Whence metroidvania
Tuesday, April 15, 2025
Comments: 9 (latest 1 day later)
Tagged: metroidbrainia, genre, craft, design, puzzles, if, interactive fiction, infocom, adventures, outer wilds, zork, myst, the prisoner, hadean lands, graham nelson
A few days ago, Kate Willaert wrote:
As much as I love the word "Metroidvania," I dislike people calling these games Metroidbrainias because it makes it sound like their root is in Metroid games when they're just standard Adventure games in real-time. But Adventure is now obscure compared to Metroid, so we have to say it's that? [...] Although I completely admit I might be misunderstanding some essential component of what classifies a thing as a MetroidBrainia.
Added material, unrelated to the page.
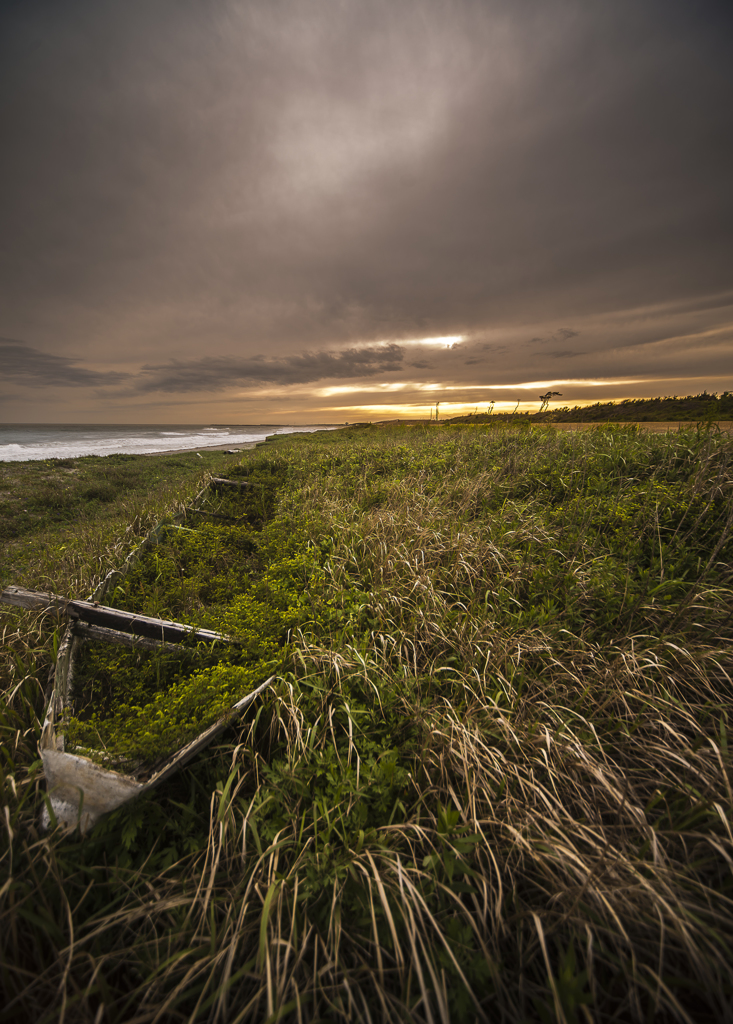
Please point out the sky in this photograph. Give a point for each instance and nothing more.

Perhaps the first one would be MYST, which you can beat in 5 minutes if you already have all the knowledge? -- @katewillaert.bsky.social, April 7
Kicking at fuzzy genre boundaries is one of my favorite things in the world, and indeed I had some thoughts there! Let me expand them into a blog post.
First up: genre boundaries aren't defined. I mean, they're not created by definitions. It's a "what I mean when I say X" game. No, worse: it's a "what this community means when they say X" game, and who's the community, anyhow? But I'll lay my own tracks; you can decide whether to follow.
I did not play Metroid or Castlevania because I didn't have Nintendo. My first console was a Playstation. Okay, PS1 had Symphony of the Night, but I didn't play that. I played Soul Reaver, which is where I encountered the gameplay model that people would later start calling "metroidvania".